Un thriller qui comme l'indique son titre laisse peu de répit. Frédéric Mars serait-il inspiré par les séries américaines les plus addictives comme 24 Heures Chrono par exemple (pour ma part, je me suis arrêté au tout premier épisode, mais c'est ce qui viendra tout de suite à l'esprit de ceux qui ont suivi la dite série), que je n'en serais pas étonné (l'auteur s'amuse même avec quelques clins d'oeil). On trouve le même goût pour les fausses pistes, rebondissements et révélations en cascade. Le plus difficile dans cet exercice est d'éviter les invraisemblances, clichés et les faux suspens. Mars s'en sort mieux que ce qu'on peut attendre d'un auteur français. Vraiment. Il y a très peu de choses impardonnables à critiquer. Ce que l'on est tenté par mauvais esprit de qualifier d'invraisemblable est systématiquement paré par une documentation béton, et les justifications utilisées sont crédibles. Quelques clichés sont bien là mais ma foi on est suffisamment happé par l'histoire et puis franchement, le thriller est toujours truffé de clichés qu'il soit français américain ou scandinave.
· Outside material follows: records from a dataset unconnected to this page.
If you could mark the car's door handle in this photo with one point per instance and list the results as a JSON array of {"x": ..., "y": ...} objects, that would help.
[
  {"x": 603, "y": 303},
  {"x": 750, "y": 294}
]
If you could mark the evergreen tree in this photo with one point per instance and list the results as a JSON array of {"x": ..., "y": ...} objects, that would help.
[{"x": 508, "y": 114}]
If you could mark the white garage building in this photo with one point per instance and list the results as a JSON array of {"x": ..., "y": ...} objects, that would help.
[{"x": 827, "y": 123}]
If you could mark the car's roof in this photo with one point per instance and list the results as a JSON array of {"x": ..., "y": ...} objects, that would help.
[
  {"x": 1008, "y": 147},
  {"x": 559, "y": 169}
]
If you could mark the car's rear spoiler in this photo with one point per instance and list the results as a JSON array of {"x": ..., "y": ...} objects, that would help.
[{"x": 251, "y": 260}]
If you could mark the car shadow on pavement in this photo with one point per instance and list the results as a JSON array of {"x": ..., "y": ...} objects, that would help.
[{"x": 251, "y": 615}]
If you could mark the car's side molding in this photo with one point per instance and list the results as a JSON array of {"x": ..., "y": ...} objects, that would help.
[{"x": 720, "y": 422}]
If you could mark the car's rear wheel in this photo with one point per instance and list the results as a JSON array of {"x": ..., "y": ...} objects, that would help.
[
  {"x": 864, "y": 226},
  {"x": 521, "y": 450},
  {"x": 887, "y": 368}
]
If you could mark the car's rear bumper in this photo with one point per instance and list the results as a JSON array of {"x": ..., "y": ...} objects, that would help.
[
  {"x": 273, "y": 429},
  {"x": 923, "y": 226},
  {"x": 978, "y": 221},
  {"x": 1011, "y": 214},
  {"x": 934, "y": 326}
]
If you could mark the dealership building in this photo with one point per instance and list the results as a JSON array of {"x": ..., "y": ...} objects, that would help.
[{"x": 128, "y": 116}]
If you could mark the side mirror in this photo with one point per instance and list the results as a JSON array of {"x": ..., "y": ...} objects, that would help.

Il y a un faux suspens gros comme un gratte-ciel (il faut quand même dépasser les trois quarts du roman pour en trouver un) mais je ne le révélerai pas, on ne sait jamais, l'effet peut fonctionner sur ceux qui réussissent mieux à suspendre leur incrédulité à ce moment.
Donc un solide pavé de presque 700 pages, très bien documenté (surtout sur les subtilités socio-politiques des Etats-Unis et du Moyen-Orient dans une moindre mesure), qui s'ancre dans une actualité on ne peut plus récente, quand on prend en compte le temps qu'il faut pour écrire et publier un roman (Non Stop est paru en novembre 2011 et fait allusion au printemps des pays arabes et de la "mort" de Ben Laden). Vous croirez l'auteur sur parole quand il fera allusion à d'autres faits réels dont vous n'avez pas forcément déjà entendu parler.
Je me suis lassé un poil, vraiment juste un poil, dans les cent dernières pages, mais c'était moins par ennui que parce que j'ai tellement de livres à lire, que j'ai toujours le prochain en tête. Un facteur donc très subjectif voire arbitraire. Je tire mon chapeau à Frédéric Mars pour avoir bâti ce thriller politique, très travaillé, imposant, sans défauts majeurs (sous-entendu qu'il y en a des minimes) et dans son ensemble divertissant (c'est le but, non?). Non Stop mérite qu'on s'y arrête (oui, je vais terminer sur ce jeu de mot moisi).
Non Stop, Frédéric Mars, Hachette, coll. "Black Moon", 18€.